Ехать в тесном, не имеющем никаких удобств вагоне было трудно. Но вместе с нами находились многие наши старые товарищи, а среди них и Радченко. Никто не унывал. К станциям подъезжали с пением революционных песен. Нередко местная интеллигенция, студенты и рабочие, видя за вагонными решетками интеллигентные лица, догадывались, что везут политических в Сибирь, приветствовали, приносили нам сладости и папиросы.
Вот и родной Урал… Проплывали за окнами знакомые мне горные и таежные пейзажи. Глядя на эти картины, я спрашивала себя: «Как-то удастся с побегом?.. Когда я снова сумею вернуться из Сибири?..»
В Красноярск прибыли незадолго до окончания навигации, пересели на пароход и добрались на нем в Новоселки — довольно уединенный и пустынный пункт. В Новоселках мы прожили недолго. Внимательно ознакомившись с обстановкой, я и Пантелеймон Николаевич убедились, что устроить отсюда побег будет невозможно. Тогда мы добились переезда в Минусинск.
В Минусинске мы поселились не на частной квартире, а в гостинице. Сделано это было с тем расчетом, что в гостинице, где всегда людно и смена клиентов — обычное дело, подготовиться к побегу и ускользнуть будет гораздо проще.
Началась подготовка к побегу. Для его организации я получила деньги от политического Красного Креста и от брата мужа — Николая. Чтобы приучить полицию к временному отсутствию мужа, я решила ходить в полицию за пособием лично, под тем предлогом, что Пантелеймон Николаевич болен. К нам каждый день приходил жандарм. Убедившись, что ссыльный Лепешинский на своем месте, он удалялся. Чтобы как-нибудь усыпить его бдительность, я и ему стала говорить, что муж очень болен.

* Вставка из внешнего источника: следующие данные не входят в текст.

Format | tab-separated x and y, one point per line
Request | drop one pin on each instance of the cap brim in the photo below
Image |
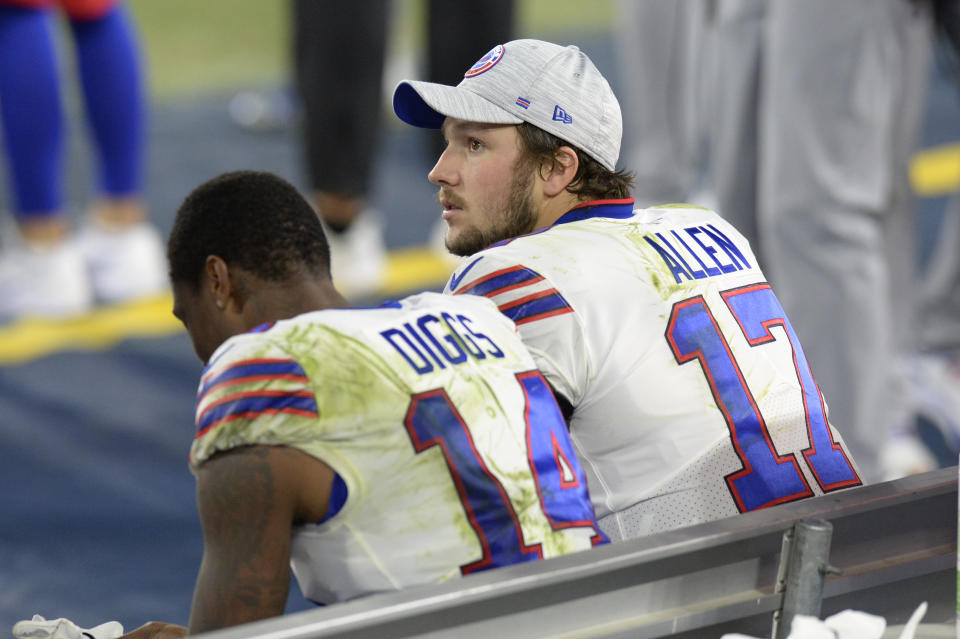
425	105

Далее нужно было достать надежные документы. Удалось и это сделать. Для Лепешинского был заготовлен паспорт на имя мещанина Быкова. Чтобы придать «мещанину Быкову» достаточно внушительный и солидный вид, я купила новую шапку и каракулевый воротник и пришила его к пальто. В таком одеянии Пантелеймон Николаевич имел вид небогатого, но вполне состоятельного дельца. И, наконец, последнее — покупка лошади. Сделано было и это. Мы передали ее нашему старому (еще по первой ссылке) знакомому и приятелю крестьянину Никанору. Он же должен был сопровождать мужа до Ачинска. Дальше Лепешинский намеревался ехать поездом.
Итак, все было готово. Побег мы назначили на день получки политическими ссыльными пособия. Для полиции этот день являлся также днем проверки наличия ссыльных на месте.
По заранее разработанному плану я постаралась загримировать мужа под серьезно больного человека. По моей просьбе пособие на этот раз должен был принести надзиратель. Когда он появился, я расписалась в получении денег и — для большей убедительности — пригласила его присесть возле постели «больного», на которой, с обвязанным лицом, лежал Лепешинский. В комнате разливался резкий запах лекарств.